Since the alleged assault, Carroll told the jury Wednesday, she hasn't had a romantic relationship with anyone and hasn't had sex. She said she "always believed" what happened with Trump had a "strong influence" on her inability to find romance.

"I found it impossible to believe that I could meet someone, impossible to even fall in love or have dinner and smile," said Carroll, who began crying on the stand.

She said she missed out on "being in love with someone else," which she said is "one of the glorious things" in life. "I am aware of how much I lost, and I feel like I should be able to overcome it."

Carroll said that she has returned to Bergdorf Goodman since it happened and that it hasn't been triggering to her. She said that she has spoken to a therapist about it but that he didn't diagnose her with anything.

Carroll also told the jury that when she was 12 years old, she was "fondled" by the waterfront director at a Girl Scouts camp when he took her out on a boat after she won a contest. "I didn't tell anyone else," she said.
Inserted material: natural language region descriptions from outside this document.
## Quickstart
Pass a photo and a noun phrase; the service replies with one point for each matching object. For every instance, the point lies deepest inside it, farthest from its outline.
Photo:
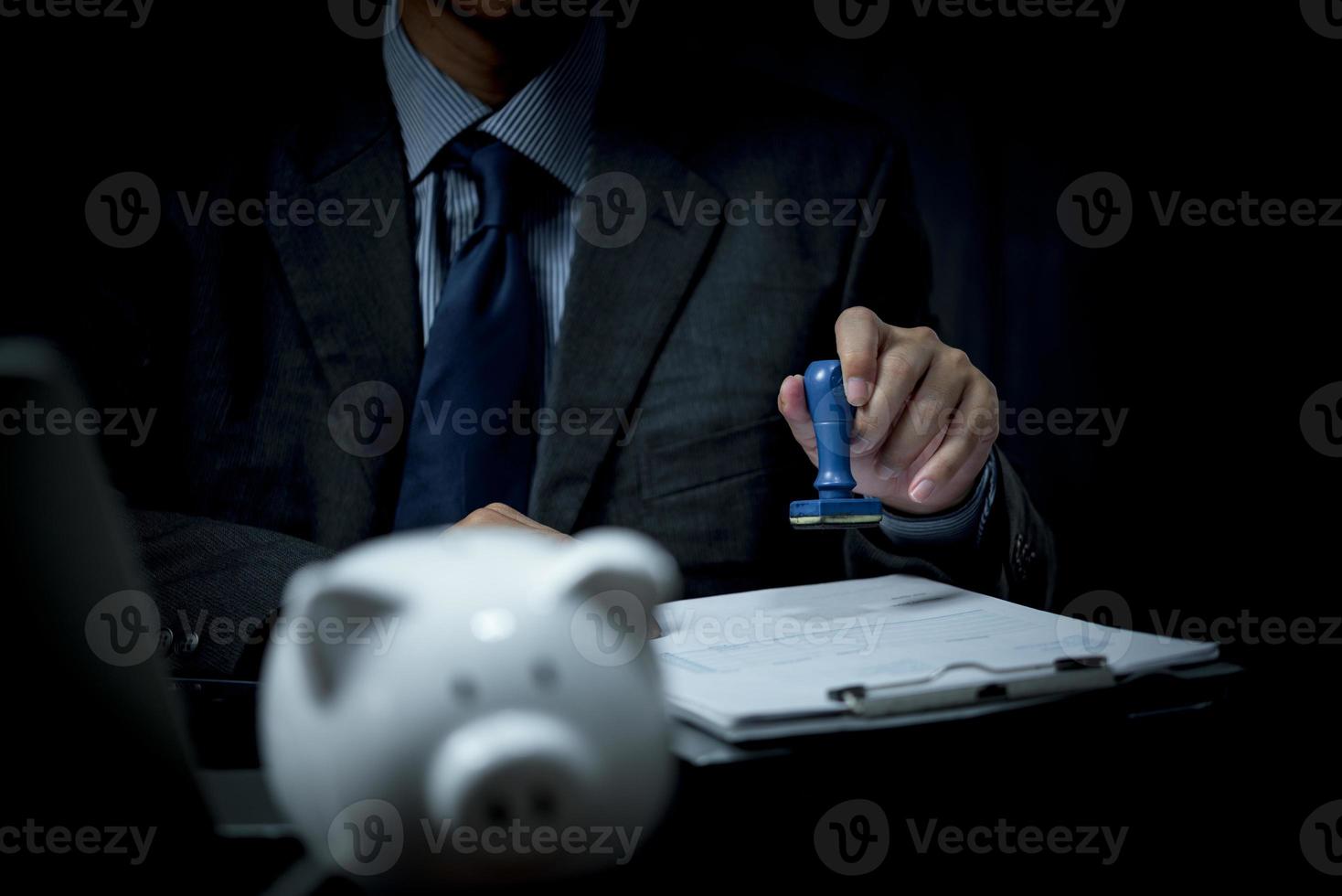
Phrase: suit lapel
(355, 286)
(619, 306)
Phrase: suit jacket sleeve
(218, 586)
(890, 272)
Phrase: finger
(928, 412)
(792, 405)
(905, 361)
(965, 448)
(507, 514)
(857, 338)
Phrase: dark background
(1210, 505)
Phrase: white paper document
(759, 659)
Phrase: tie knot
(501, 173)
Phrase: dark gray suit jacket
(241, 336)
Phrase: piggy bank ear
(335, 628)
(616, 562)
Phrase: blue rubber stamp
(831, 415)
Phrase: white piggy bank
(470, 707)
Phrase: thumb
(792, 405)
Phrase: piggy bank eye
(545, 677)
(464, 689)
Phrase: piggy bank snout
(512, 767)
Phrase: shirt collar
(549, 121)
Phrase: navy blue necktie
(485, 357)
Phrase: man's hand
(926, 417)
(505, 516)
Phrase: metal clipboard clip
(1060, 677)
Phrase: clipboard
(1066, 675)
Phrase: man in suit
(307, 376)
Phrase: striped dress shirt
(549, 123)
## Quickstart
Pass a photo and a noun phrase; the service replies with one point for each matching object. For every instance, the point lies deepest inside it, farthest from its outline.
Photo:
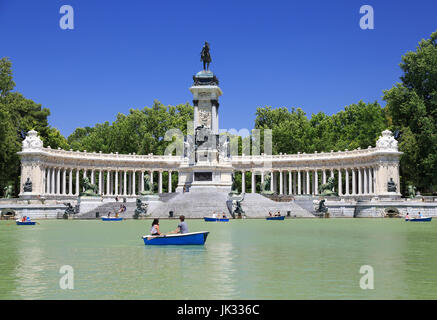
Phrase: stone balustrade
(361, 172)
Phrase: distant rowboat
(111, 219)
(192, 238)
(424, 219)
(211, 219)
(25, 223)
(276, 218)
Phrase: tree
(412, 105)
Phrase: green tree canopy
(412, 105)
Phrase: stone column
(116, 183)
(307, 179)
(125, 183)
(365, 180)
(58, 181)
(299, 183)
(360, 182)
(108, 183)
(70, 184)
(290, 183)
(64, 181)
(100, 181)
(354, 182)
(369, 175)
(347, 181)
(134, 173)
(142, 181)
(77, 181)
(160, 182)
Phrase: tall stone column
(160, 182)
(100, 181)
(77, 181)
(290, 182)
(299, 183)
(253, 186)
(354, 182)
(369, 179)
(108, 182)
(70, 184)
(134, 173)
(142, 180)
(58, 180)
(64, 181)
(365, 191)
(117, 188)
(308, 191)
(125, 183)
(360, 182)
(347, 181)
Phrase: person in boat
(154, 231)
(182, 226)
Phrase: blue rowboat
(111, 219)
(276, 218)
(427, 219)
(192, 238)
(25, 223)
(211, 219)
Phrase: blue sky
(124, 54)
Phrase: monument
(206, 166)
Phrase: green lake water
(243, 259)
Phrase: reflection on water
(294, 259)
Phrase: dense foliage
(412, 105)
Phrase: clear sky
(124, 54)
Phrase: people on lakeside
(182, 226)
(154, 231)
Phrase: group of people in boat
(181, 228)
(219, 215)
(277, 214)
(419, 216)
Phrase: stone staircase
(200, 204)
(112, 207)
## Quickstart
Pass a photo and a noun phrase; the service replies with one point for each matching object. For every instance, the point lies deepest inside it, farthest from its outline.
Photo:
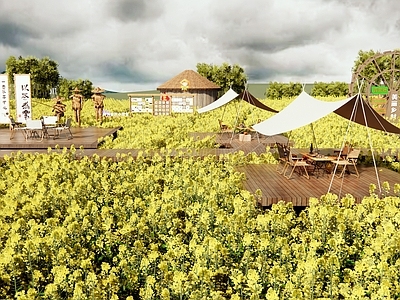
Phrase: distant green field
(124, 96)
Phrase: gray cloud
(12, 34)
(135, 10)
(137, 44)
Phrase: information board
(162, 107)
(141, 104)
(182, 104)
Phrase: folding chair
(34, 129)
(349, 161)
(296, 162)
(283, 158)
(65, 127)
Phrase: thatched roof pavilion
(191, 83)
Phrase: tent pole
(314, 139)
(372, 149)
(340, 152)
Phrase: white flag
(23, 100)
(5, 99)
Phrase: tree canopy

When Trump announced he would run for president, she said, she didn't think he would be a good commander-in-chief, "because he was evil, because he raped me," and "his politics were terrible."

Carroll went on to say that after an excerpt of her book was published by New York Magazine, Trump responded with "name-calling [and] threats."

“He knows it happened,” Carroll said, adding that she was surprised by Trump's response to the excerpt.

Trump has repeatedly denied Carroll's allegations, including in posts on his social media website, Truth Social, as recently as Wednesday morning.

In two statements about the case shortly before testimony was set to begin, Trump said Carroll's allegations were “fraudulent & false” and a “SCAM.”

He also brought up in his Truth Social posts two topics U.S. District Judge Lewis Kaplan had previously told both sides not to bring up in front of the jury — one having to do with DNA evidence and the other having to do with the payment of Carroll’s legal fees.

Trump's DNA evidence comment involved the dress Carroll said she was wearing on the day of the alleged attack, which has a small amount of “genetic material” from an unidentified male. Carroll’s attorneys had asked Trump for a DNA sample to compare it to but never asked for a court order for the sample.

Trump’s attorneys never provided a sample, and Kaplan ruled in February that neither side could bring the issue up at trial.

In his post Wednesday, Trump wrote, “She said there was a dress, using the ol’ Monica Lewinsky ‘stuff’, then she didn’t want to produce it. The dress should be allowed to be part of the case.”

Kaplan told Trump lawyer Joe Tacopina that his client had refused to give a DNA sample for three years, “and now he wants it in the case?”

Trump's posts also complained about Carroll's getting financial support for her lawsuit from a Democratic donor, which she'd denied when she was initially deposed in the case but later acknowledged. The judge is scheduled to rule this week on whether the jury can be told about the omission, and he had instructed both sides not to say anything about it to the jury in the meantime.

"Your client may be tampering with a new source of potential liability. And I think you know what I mean," Kaplan told Tacopina.

Tacopina said he would ask Trump not to post about the case.

The trial is scheduled to resume Thursday morning.